Accord might have approached perfection if the captain really did go on to call the tour of the Far East a waste of time, although Ferguson, now employed at the most debt-ridden club on the planet, could never be so openly contemptuous of a commercial exercise. The remarkable partnership between the manager and the veteran footballer will surely be resumed shortly.

Michael Ballack might eventually wind up at Old Trafford but Keane must still be a key figure in the year ahead. He always has been when the club is embattled, as he showed in what appeared to be a single-handed victory over Juventus in the Champions League semi-final. That all happened six years ago but only Wayne Rooney, with the energy of youth, played better in the 2005 FA Cup final than Keane, who turns 34 next week.

While it took Eric Cantona's talismanic panache to rid Old Trafford of its phobias about the league title, it was Keane who then went on to be Ferguson's delegate on the pitch. In their shared determination, attraction towards controversy and sporadic unreasonableness, they sometimes look like facets of the same person.

If the manager were to cut his captain from the line-up it would feel like an act of self-amputation. So flawless was the reflection of his own temperament that Ferguson went to extraordinary lengths to buy Keane.

Blackburn were flush with Jack Walker's cash while United were wedded to parsimony, yet he still persuaded his board to release a then British record £3.75 million fee so he could divert the midfielder from Ewood Park.

The alliance between Ferguson and Keane has generally been harmonious. In the captain's memoirs the invective is hoarded for Mick McCarthy and Alf-Inge Haaland. There is barely the hint of a grievance with the manager. Keane, having got himself into a dispute with a barman during a Christmas night out, depicts himself as the culprit when Ferguson was at his most antagonistic.

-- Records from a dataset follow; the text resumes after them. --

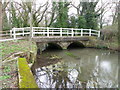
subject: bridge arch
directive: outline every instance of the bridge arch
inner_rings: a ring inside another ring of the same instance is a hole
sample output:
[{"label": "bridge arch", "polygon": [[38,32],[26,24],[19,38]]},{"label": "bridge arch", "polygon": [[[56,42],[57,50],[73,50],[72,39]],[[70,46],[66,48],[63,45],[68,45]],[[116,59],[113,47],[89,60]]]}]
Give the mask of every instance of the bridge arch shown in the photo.
[{"label": "bridge arch", "polygon": [[62,50],[62,47],[54,42],[47,43],[46,50]]},{"label": "bridge arch", "polygon": [[74,41],[67,46],[67,49],[72,48],[85,48],[85,45],[79,41]]}]

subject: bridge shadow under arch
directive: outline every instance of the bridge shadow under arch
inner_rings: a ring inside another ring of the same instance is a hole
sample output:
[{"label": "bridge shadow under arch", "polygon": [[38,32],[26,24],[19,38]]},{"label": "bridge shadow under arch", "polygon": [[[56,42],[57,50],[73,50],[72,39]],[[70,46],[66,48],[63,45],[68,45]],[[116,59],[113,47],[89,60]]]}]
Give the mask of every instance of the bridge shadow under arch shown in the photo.
[{"label": "bridge shadow under arch", "polygon": [[68,45],[67,49],[76,49],[76,48],[85,48],[85,45],[81,42],[72,42],[70,45]]},{"label": "bridge shadow under arch", "polygon": [[62,47],[57,43],[48,43],[45,50],[62,50]]}]

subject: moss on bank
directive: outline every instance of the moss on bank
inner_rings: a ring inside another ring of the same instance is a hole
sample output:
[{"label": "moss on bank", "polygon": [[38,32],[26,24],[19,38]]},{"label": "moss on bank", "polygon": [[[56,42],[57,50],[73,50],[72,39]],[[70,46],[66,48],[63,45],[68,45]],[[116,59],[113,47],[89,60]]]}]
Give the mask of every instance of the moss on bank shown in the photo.
[{"label": "moss on bank", "polygon": [[25,58],[18,59],[19,88],[38,88]]}]

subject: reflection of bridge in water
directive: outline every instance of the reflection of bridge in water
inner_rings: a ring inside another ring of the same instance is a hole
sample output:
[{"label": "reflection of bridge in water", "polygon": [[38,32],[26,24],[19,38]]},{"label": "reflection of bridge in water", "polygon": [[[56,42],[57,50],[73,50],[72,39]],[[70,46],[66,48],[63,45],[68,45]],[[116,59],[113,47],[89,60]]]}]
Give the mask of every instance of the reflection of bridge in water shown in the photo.
[{"label": "reflection of bridge in water", "polygon": [[10,39],[0,41],[31,38],[36,42],[38,49],[43,48],[46,44],[50,45],[50,43],[66,49],[73,42],[83,43],[83,41],[89,41],[91,36],[100,37],[100,31],[76,28],[25,27],[13,28],[9,35]]}]

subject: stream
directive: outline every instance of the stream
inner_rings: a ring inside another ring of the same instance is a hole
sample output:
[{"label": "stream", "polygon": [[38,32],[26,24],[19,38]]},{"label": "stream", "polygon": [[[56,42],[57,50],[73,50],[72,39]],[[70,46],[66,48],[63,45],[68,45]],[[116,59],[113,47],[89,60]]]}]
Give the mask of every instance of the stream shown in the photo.
[{"label": "stream", "polygon": [[39,88],[117,88],[118,52],[82,48],[45,51],[44,57],[61,58],[55,64],[34,65]]}]

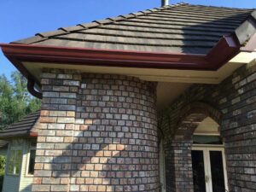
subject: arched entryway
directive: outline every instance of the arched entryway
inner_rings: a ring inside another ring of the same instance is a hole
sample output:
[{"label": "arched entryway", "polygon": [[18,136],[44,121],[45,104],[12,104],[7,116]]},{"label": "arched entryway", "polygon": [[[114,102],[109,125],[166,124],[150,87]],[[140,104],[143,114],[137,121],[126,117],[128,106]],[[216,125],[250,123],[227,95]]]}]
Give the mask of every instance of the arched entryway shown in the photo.
[{"label": "arched entryway", "polygon": [[[207,132],[210,131],[210,129],[201,128],[201,126],[205,126],[203,124],[210,119],[215,122],[216,125],[221,125],[221,116],[222,113],[218,109],[204,102],[193,102],[181,110],[175,135],[172,143],[169,143],[172,160],[172,165],[169,167],[172,169],[172,179],[170,181],[170,188],[167,191],[195,191],[191,155],[192,148],[195,148],[195,142],[196,142],[195,141],[196,137],[193,137],[196,134],[194,133],[203,131],[204,134],[207,134]],[[197,128],[198,130],[196,130]],[[224,154],[221,154],[221,155],[223,157]],[[204,173],[202,175],[205,177]],[[205,189],[205,190],[196,192],[213,192],[213,190]]]},{"label": "arched entryway", "polygon": [[191,158],[194,191],[228,191],[224,141],[219,125],[210,117],[194,131]]}]

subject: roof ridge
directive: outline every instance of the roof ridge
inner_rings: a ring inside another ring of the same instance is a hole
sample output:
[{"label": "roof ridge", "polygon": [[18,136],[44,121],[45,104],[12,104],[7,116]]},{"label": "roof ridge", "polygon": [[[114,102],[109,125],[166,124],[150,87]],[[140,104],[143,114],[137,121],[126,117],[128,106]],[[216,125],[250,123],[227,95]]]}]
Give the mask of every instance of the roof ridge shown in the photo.
[{"label": "roof ridge", "polygon": [[[41,42],[50,37],[68,34],[73,32],[78,32],[78,31],[82,31],[82,30],[86,30],[86,29],[96,28],[96,27],[98,27],[98,26],[101,26],[103,25],[112,24],[112,23],[115,23],[118,21],[123,21],[123,20],[131,19],[131,18],[136,18],[136,17],[141,16],[141,15],[147,15],[150,13],[158,12],[158,11],[160,11],[163,9],[170,9],[172,8],[177,7],[180,5],[184,5],[184,4],[189,4],[189,3],[181,2],[181,3],[171,4],[171,5],[166,5],[166,6],[160,7],[160,8],[153,8],[153,9],[149,9],[130,13],[127,15],[121,15],[117,17],[110,17],[110,18],[103,19],[103,20],[93,20],[93,21],[88,22],[88,23],[77,24],[76,26],[73,26],[60,27],[55,31],[38,32],[38,33],[36,33],[34,37],[28,38],[28,39],[30,39],[29,44]],[[38,39],[38,36],[41,38]],[[43,39],[42,39],[42,38],[43,38]],[[28,39],[26,39],[26,40],[28,40]],[[25,39],[21,39],[20,41],[11,42],[11,44],[20,44],[20,43],[22,43],[23,40],[25,40]]]},{"label": "roof ridge", "polygon": [[238,9],[238,10],[254,10],[255,9],[252,8],[234,8],[234,7],[224,7],[224,6],[215,6],[215,5],[203,5],[203,4],[189,4],[185,3],[191,6],[198,6],[198,7],[205,7],[205,8],[222,8],[222,9]]}]

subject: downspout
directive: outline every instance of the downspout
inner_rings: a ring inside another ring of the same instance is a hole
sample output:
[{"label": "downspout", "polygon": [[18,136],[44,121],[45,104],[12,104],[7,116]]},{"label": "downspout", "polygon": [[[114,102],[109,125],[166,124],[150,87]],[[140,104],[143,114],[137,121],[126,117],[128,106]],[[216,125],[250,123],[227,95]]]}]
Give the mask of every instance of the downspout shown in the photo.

It is possible, of course, that the player thought it wiser to save any denunciations for his retirement but likelier that the two of them have genuinely worked well in tandem. Keane, indeed, has not even been a captain in the old-fashioned sense. He could never be mistaken for a shop-steward, relaying the grievances of the workers to the boss. There is more chance that he himself will give them a flea in the ear.

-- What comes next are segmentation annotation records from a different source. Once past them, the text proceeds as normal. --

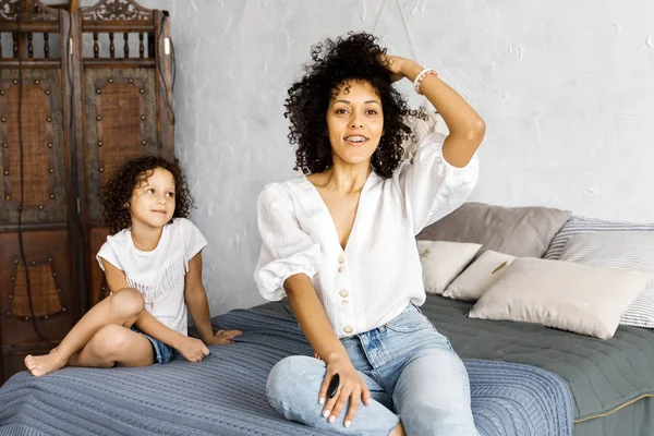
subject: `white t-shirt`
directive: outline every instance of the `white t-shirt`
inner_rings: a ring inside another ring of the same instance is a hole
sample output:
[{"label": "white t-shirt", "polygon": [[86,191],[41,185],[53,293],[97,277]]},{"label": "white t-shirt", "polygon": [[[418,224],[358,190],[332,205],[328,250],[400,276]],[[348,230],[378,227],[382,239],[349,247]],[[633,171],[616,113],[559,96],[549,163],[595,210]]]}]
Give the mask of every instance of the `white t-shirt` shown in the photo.
[{"label": "white t-shirt", "polygon": [[476,155],[464,168],[444,159],[444,138],[432,129],[390,179],[370,174],[346,250],[305,177],[267,185],[257,210],[263,246],[254,280],[261,294],[281,300],[287,278],[307,275],[339,338],[386,324],[409,302],[422,305],[415,235],[461,206],[479,174]]},{"label": "white t-shirt", "polygon": [[143,252],[134,246],[132,232],[121,230],[107,237],[96,258],[121,269],[130,287],[145,299],[145,310],[165,326],[187,334],[184,276],[189,261],[207,245],[199,230],[185,218],[166,225],[157,247]]}]

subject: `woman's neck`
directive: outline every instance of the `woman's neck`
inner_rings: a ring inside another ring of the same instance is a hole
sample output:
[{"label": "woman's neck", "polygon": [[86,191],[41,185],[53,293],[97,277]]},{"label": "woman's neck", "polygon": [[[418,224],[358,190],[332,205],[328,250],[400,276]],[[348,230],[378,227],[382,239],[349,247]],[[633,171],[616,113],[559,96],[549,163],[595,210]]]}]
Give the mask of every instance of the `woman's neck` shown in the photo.
[{"label": "woman's neck", "polygon": [[142,222],[132,222],[132,241],[134,246],[142,252],[152,252],[159,244],[162,227],[150,227]]},{"label": "woman's neck", "polygon": [[363,189],[371,172],[372,168],[368,162],[360,165],[339,165],[335,162],[334,167],[323,172],[318,183],[329,190],[350,194]]}]

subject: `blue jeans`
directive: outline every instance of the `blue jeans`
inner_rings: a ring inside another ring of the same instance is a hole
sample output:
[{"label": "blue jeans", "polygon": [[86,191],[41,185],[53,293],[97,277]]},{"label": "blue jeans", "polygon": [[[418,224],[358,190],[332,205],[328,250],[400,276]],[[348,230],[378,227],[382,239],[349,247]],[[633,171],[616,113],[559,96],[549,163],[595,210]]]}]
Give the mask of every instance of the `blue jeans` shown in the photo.
[{"label": "blue jeans", "polygon": [[342,435],[388,435],[400,420],[410,436],[479,435],[463,362],[413,304],[341,342],[371,390],[370,405],[361,403],[350,427],[343,425],[347,408],[329,423],[318,403],[325,363],[295,355],[275,365],[266,387],[268,401],[287,420]]}]

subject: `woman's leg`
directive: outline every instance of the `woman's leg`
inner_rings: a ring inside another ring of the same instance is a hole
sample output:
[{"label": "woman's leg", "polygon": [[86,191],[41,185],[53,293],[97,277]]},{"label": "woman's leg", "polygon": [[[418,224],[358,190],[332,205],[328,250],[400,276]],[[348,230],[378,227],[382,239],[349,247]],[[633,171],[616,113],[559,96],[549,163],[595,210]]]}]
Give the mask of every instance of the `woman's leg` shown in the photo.
[{"label": "woman's leg", "polygon": [[118,324],[101,327],[88,343],[69,360],[70,366],[148,366],[155,361],[153,344],[145,336]]},{"label": "woman's leg", "polygon": [[409,435],[477,436],[463,362],[448,350],[428,348],[402,368],[392,393]]},{"label": "woman's leg", "polygon": [[35,376],[57,371],[82,350],[101,327],[110,324],[130,327],[144,307],[145,302],[137,290],[122,289],[93,306],[49,354],[27,355],[25,366]]},{"label": "woman's leg", "polygon": [[[318,392],[325,378],[325,363],[317,359],[295,355],[281,360],[268,375],[266,386],[268,401],[287,420],[332,434],[401,435],[401,433],[391,433],[397,432],[398,416],[379,402],[386,402],[384,397],[388,398],[388,396],[373,378],[364,373],[360,374],[373,396],[370,405],[361,404],[350,427],[346,427],[343,423],[347,408],[336,422],[330,423],[323,416],[323,405],[318,403]],[[348,407],[349,404],[348,402]]]}]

From time to time Keane even speaks as if he already had a desk of his own in Ferguson's office.

"We're not asking for miracles," he said in 2002, with the well-founded suspicion that a trophyless season was in the works. "We're asking them to do what they should be doing."

There is no other captain in the Premiership who would have detached himself to take such a tone towards team-mates. It was not an isolated occurrence.

"Rolex watches, garages full of cars," Keane once fulminated about United players for whom consumer goods were a more than satisfactory alternative to medals. Surely he was channelling Ferguson, whose working life began as a toolmaker's apprentice in a Clydeside factory.

At the end of the FA Cup final in May, it was natural for both of them to stand with arms folded, nodding towards the goalmouth and perhaps discussing the missed chances, while Arsenal waited to collect the trophy. There has been no other such alliance between manager and captain in modern times. The bond had better be as strong as ever in a season that may well put a terrible strain on United.